The comparison to Glendale, which saddled itself with tens of millions of dollars of annual payments to the group/s running the Coyotes hockey team, is telling. See "NHL hockey in Arizona an albatross for Glendale taxpayers" from the Topeka Capital-Journal.) But Glendale is also home to the Arizona Cardinals football stadium and has subsidized baseball spring training facilities as well--they are all in on sports.
Basketball practice facilities. With the basketball facilities, it's not so clear cut. While the new Philadelphia and DC facilities are getting a lot of public money, facilities in Los Angeles for the Clippers and Lakers seem to be self-financed by the teams, although there is the possibility of ancillary revenue from naming rights. For example, the Lakers-Kings facility is named for Toyota.
Adding college sports events facilities to the equation. It is also necessary to figure out how to add college sports to this framework, both because some college facilities end up getting some public financing from local governments or stadium authorities.
The Baylor football stadium, which relocated from the campus to the Downtown Waco waterfront, received $35 million in funds from the City of Waco. A basketball arena for DePaul University's basketball team will get city funds in Chicago ("Cost soaring for proposed DePaul arena," Crain's Chicago Business).
Dayton's arena is quite successful for that city as it is a regular host for NCAA Basketball tournament games, and Verizon Center gets a boost from being the home court for Georgetown University basketball. In a relatively small city like Salt Lake, while it has a professional basketball team, University of Utah sporting events are major attractions, etc.
In yet another indicator of the big business nature of college sports programs, universities are selling naming rights to sports facilities ("Corporations Go Back To School: Colleges Attract Naming Rights Deals," Marquette University Law School).
An analysis of capacity to add professional sports teams to communities done by American City Business Journals (publisher of the Washington and Baltimore Business Journals, among others) included college teams in their analysis.
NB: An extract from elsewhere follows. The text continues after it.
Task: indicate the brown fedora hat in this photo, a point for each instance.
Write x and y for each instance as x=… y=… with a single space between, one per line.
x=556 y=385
See "American City Business Journals calculates the capacity of North American metropolitan areas to support new/additional professional sports teams."
The local newspaper published a special magazine insert on the opening of the McLane Stadium for the Baylor University football team.
Note that as part of the agreement for public subsidy, Baylor rents their football stadium to the Baylor-Waco Stadium Authority for use as a "community event facility" when the football team isn't using it. The university ends up subsidizing this use to the tune of about $500,000 annually. See "Baylor’s subsidy to stadium non-game events to top $450k," Waco Tribune-Herald.